SVB Financial made the accusations in court filings ahead of its first bankruptcy hearing on Tuesday afternoon in Manhattan. It filed for Chapter 11 protection about a week after California banking regulators on March 10 closed Silicon Valley Bank in the largest U.S. bank failure since the 2008 financial crisis.
The collapse this month of the Santa Clara, California-based bank and Signature Bank (NASDAQ:), another U.S. midsized lender, prompted a rout in banking stocks as investors worried about other ticking bombs in the banking system and led to UBS Group AG (SIX:)’s takeover of 167-year-old Credit Suisse Group AG to avert a wider crisis.
SVB Financial is exploring options, including a potential bankruptcy sale, for its venture capital and investment banking units, which were not included in the FDIC takeover of Silicon Valley Bank, while continuing to operate its businesses, it said on Monday.
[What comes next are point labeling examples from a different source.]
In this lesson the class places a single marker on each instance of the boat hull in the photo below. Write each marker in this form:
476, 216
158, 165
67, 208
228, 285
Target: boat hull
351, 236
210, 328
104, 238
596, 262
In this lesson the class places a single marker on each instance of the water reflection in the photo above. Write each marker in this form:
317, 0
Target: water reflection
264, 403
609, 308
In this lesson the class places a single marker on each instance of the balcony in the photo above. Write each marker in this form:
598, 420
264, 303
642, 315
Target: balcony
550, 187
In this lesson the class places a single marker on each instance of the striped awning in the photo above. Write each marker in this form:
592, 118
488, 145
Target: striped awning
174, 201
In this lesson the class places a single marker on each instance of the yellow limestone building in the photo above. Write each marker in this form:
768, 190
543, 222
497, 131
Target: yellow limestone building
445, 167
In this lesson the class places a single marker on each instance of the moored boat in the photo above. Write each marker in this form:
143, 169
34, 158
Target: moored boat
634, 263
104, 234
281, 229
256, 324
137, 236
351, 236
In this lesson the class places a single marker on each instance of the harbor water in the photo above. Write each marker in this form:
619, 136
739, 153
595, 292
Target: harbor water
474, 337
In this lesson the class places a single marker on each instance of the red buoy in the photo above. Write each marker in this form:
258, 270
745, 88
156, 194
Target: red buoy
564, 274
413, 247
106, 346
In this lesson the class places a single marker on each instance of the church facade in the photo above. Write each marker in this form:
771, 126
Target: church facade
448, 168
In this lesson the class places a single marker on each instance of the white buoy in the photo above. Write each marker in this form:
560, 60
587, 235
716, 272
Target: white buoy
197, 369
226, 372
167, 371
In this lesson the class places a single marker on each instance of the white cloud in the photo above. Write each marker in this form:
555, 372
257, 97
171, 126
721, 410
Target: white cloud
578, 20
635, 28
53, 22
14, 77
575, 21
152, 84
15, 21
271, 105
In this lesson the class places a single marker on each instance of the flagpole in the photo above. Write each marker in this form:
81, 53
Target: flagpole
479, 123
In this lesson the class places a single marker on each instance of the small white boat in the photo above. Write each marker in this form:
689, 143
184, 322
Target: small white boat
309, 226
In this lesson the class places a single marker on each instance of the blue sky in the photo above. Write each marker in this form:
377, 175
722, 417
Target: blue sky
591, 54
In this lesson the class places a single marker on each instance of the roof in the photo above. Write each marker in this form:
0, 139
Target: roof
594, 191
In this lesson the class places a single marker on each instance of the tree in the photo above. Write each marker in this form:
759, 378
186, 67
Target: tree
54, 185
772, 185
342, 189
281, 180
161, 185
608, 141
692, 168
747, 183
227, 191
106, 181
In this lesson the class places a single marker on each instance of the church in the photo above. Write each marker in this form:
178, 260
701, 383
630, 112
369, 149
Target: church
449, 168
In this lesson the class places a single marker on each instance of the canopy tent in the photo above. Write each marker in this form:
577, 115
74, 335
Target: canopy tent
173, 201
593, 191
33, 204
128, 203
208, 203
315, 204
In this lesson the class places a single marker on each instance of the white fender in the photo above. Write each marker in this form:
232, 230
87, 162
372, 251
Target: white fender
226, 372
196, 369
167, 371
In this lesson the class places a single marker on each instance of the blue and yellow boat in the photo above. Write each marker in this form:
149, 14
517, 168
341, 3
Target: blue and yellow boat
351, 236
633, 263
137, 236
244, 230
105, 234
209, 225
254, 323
The company, which has about $2 billion in cash at its former subsidiary, said in court filings that the FDIC receiver had blocked a $250 million wire transfer, removed $19 million from an SVB Financial bank account, and attempted to claw back payments to SVB Financial’s bankruptcy attorneys and financial advisers, among other “improper actions.”
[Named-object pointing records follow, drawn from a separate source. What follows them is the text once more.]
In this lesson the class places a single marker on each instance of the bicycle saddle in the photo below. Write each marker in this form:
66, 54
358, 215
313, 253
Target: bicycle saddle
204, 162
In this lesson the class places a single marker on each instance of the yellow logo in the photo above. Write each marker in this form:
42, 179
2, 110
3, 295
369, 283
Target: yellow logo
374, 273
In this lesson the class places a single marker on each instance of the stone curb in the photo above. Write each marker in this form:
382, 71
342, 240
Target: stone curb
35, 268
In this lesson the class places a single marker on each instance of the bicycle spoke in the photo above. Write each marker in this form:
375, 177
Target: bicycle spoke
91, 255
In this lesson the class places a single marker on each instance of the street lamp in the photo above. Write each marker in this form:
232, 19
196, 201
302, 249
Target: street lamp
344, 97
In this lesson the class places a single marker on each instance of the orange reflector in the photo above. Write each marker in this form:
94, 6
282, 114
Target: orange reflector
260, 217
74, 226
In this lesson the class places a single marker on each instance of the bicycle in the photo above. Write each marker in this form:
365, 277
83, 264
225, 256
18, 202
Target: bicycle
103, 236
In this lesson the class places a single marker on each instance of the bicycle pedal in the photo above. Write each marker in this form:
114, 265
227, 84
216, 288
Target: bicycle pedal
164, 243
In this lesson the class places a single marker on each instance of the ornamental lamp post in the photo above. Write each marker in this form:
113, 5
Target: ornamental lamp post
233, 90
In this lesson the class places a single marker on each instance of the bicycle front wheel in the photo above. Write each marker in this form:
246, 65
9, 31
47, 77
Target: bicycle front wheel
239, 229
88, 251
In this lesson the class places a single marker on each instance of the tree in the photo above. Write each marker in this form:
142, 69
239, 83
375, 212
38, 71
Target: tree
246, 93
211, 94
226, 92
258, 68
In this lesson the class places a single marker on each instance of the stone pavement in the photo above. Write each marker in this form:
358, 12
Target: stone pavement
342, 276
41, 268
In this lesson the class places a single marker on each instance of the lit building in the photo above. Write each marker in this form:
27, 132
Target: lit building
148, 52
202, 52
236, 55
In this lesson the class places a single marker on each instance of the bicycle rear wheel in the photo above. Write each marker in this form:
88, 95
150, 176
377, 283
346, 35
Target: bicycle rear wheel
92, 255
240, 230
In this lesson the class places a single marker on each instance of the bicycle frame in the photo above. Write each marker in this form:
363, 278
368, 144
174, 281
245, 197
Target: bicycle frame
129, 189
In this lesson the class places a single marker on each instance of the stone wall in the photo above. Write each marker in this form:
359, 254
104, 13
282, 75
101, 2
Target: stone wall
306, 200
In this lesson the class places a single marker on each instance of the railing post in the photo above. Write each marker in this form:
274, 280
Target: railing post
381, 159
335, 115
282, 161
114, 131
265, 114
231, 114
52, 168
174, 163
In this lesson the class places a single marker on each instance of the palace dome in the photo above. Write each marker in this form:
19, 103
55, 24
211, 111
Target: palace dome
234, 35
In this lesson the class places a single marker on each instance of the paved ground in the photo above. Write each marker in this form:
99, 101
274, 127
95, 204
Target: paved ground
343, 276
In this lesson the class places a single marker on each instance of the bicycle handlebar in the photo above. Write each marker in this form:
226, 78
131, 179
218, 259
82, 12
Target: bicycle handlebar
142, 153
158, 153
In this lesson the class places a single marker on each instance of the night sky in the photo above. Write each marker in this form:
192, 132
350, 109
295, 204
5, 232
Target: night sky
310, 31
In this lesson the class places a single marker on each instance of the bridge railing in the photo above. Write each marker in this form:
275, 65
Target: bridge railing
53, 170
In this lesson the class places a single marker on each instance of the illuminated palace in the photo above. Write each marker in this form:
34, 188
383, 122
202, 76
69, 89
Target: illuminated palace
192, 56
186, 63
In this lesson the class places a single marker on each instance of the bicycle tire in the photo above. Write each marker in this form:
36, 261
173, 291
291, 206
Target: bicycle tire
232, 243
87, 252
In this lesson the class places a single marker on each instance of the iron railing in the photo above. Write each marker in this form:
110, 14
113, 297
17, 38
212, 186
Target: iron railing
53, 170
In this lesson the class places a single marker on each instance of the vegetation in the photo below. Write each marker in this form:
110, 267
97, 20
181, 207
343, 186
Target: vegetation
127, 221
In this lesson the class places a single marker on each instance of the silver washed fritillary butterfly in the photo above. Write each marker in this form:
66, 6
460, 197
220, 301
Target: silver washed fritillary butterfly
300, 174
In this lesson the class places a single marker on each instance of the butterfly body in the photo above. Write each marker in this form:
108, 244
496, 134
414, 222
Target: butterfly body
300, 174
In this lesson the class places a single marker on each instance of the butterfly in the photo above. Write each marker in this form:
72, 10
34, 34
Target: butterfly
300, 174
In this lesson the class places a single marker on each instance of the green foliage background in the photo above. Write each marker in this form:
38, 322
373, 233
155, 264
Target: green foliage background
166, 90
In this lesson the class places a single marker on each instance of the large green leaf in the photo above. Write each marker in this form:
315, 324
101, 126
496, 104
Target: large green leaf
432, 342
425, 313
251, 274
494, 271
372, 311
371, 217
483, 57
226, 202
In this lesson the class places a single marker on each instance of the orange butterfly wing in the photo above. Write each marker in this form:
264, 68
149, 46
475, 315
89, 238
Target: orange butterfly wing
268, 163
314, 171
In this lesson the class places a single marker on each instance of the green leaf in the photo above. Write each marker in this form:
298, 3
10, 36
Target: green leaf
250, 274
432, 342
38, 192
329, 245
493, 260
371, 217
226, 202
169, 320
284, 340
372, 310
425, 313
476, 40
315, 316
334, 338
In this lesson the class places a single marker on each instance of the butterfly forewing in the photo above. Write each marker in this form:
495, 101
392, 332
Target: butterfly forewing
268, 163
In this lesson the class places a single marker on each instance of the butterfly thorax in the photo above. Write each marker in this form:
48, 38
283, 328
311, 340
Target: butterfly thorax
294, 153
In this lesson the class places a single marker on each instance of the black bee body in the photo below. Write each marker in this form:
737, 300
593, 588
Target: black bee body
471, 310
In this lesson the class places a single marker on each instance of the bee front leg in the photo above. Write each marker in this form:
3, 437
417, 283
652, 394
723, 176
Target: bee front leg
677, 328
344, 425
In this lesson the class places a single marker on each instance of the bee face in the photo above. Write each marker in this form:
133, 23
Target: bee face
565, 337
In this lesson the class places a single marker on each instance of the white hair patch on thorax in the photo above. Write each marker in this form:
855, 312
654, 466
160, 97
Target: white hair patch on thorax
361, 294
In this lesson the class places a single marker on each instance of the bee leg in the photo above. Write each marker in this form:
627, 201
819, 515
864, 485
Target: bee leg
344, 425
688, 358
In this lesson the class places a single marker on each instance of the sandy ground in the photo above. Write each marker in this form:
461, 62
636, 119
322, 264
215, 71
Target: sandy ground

The company has asked U.S. Bankruptcy Judge Martin Glenn, who is overseeing its Chapter 11 process, to allow it to move funds held at Silicon Valley Bank to a different bank.
But the FDIC said in Tuesday court filings that it had placed a hold on all of SVB Financial’s bank accounts, as part of its investigation of potential claims against the bank’s former parent. That action was a legal and necessary part of stabilizing banking operations during the transfer to new management, according to the court filings.
SVB Financial and two top executives were sued last week by shareholders who accused them of concealing how rising interest rates would leave the Silicon Valley Bank unit “particularly susceptible” to a bank run.
SVB Financial did not immediately respond to a request for comment.
SVB Financial has $3.4 billion in debt and it manages about $9.5 billion of other investors’ money across its portfolio of venture capital and credit funds, according to court filings. Silicon Valley Bank was SVB Financial’s largest asset, accounting for more than $15.5 billion of SVB Financial’s $19.7 billion in total assets.